Paul McGinley hopes Tiger Woods can avoid ending his career as a “ceremonial golfer” following his withdrawal from the US PGA Championship.
Woods made the halfway cut with a shot to spare at Southern Hills, but struggled to a nine-over-par 79 in the third round, his worst score ever in the event by two shots.
That left the 46-year-old tied for last among the 79 players to make the cut and tournament officials later announced that Woods had withdrawn from a major championship for the first time in his professional career.
Former Ryder Cup captain McGinley, now an analyst for the Golf Channel, said: “All we can do is wish him well.
“We’d love to see him back, we want to see him back. He’s such a proud player that he doesn’t want to come back and just be a ceremonial golfer.
“We don’t want to see that either.
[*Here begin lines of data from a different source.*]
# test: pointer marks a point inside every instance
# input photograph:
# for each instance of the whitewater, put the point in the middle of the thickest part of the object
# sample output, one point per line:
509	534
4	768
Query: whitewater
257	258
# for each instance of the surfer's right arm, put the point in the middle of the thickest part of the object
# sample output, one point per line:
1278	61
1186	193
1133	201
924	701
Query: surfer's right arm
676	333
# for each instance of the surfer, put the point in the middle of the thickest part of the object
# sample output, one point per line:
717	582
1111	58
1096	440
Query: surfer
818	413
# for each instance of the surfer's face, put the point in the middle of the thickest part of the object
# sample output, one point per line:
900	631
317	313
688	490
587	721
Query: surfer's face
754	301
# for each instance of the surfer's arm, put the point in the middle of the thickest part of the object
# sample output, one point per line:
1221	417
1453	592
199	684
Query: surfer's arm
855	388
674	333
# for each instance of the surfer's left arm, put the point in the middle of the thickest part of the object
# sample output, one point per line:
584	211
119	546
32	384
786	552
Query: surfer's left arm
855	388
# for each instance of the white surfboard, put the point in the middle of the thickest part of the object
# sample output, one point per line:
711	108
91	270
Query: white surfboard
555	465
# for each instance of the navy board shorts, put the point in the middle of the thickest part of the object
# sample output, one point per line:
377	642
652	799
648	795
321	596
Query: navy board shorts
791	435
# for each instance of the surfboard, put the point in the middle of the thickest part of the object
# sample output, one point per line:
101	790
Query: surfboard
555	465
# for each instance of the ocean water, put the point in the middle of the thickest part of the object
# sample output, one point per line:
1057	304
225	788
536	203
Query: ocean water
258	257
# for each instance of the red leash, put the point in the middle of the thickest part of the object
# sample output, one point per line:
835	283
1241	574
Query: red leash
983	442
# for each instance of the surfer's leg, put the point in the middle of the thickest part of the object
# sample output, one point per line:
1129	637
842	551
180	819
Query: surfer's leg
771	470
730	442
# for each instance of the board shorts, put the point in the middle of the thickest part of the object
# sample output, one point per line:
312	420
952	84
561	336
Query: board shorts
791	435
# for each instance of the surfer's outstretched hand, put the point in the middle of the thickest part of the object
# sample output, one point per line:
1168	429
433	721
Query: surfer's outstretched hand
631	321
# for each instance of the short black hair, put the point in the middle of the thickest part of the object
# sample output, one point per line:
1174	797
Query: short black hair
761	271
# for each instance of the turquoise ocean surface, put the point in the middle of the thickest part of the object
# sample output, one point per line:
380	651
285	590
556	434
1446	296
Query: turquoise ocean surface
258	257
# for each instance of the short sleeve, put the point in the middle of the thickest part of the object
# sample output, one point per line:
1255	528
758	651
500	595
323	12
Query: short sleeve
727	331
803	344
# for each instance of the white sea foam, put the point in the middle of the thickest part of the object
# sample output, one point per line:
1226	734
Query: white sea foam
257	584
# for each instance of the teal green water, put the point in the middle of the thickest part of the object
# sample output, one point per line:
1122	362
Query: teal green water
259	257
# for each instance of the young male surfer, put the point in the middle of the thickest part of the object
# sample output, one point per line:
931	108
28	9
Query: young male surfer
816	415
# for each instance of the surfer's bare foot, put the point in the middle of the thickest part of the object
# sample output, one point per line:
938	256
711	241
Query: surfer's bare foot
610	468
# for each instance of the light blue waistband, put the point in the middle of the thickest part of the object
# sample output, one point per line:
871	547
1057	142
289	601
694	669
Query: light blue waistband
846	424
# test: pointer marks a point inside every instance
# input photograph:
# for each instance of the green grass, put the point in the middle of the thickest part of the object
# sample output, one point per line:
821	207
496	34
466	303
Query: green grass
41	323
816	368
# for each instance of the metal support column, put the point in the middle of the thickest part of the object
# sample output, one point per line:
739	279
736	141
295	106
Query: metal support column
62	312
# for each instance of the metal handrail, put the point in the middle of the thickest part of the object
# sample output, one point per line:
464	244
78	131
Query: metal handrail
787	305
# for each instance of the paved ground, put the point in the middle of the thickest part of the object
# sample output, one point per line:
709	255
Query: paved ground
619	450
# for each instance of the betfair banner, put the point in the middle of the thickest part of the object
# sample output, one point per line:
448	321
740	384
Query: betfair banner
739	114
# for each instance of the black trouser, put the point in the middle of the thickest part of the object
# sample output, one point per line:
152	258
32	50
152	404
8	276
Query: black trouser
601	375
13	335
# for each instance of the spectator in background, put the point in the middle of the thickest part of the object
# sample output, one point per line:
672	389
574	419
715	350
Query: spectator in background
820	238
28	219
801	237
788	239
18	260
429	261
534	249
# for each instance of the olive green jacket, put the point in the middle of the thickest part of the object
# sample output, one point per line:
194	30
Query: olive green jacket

I went through that with Seve Ballesteros, watching him on the European Tour being a ceremonial golfer to some extent his last four or five years and it wasn’t very nice to experience.
“We don’t want to see that with Tiger Woods and hopefully there’s some more to come and better rehab to come, and also golf courses that are going to be kinder to him.”
Woods had clearly been in pain from the right leg which was injured so severely in a car accident in February last year that he feared it might have to be amputated.
He remarkably returned to action 10 months later and finished second with son Charlie in the PNC Championship, before making his top-level return in last month’s Masters.
Woods carded an opening 71 at Augusta National and made the cut before fading badly over the weekend with consecutive rounds of 78.
In his pre-tournament press conference at Southern Hills, Woods likened playing in the Masters to climbing Everest and said “it’s only going to get flatter and better.”
However, when asked how close he is now to the peak level of fitness he will be able to achieve, Woods added: “That’s a great question. I don’t know.
“There’s a lot of hardware in there (the right leg) and there’s going to be
limitations to what I’m going to be able to do, but I’m going to get stronger.
“I don’t know (by) how much that is or how much range of motion I’ll ever get back. But sure is a hell of a lot better than it was 12 months ago.”
Speaking after his first round of 74, Woods was asked how the injury affects his swing.
“I just can’t load it,” he said. “Loading hurts, pressing off it hurts, and walking hurts, and twisting hurts. It’s just golf. If I don’t do that, then I’m all right.”
Whether Woods competes in next month’s US Open at Brookline remains to be seen, but he has previously stated his intention to play the 150th Open Championship at St Andrews in July.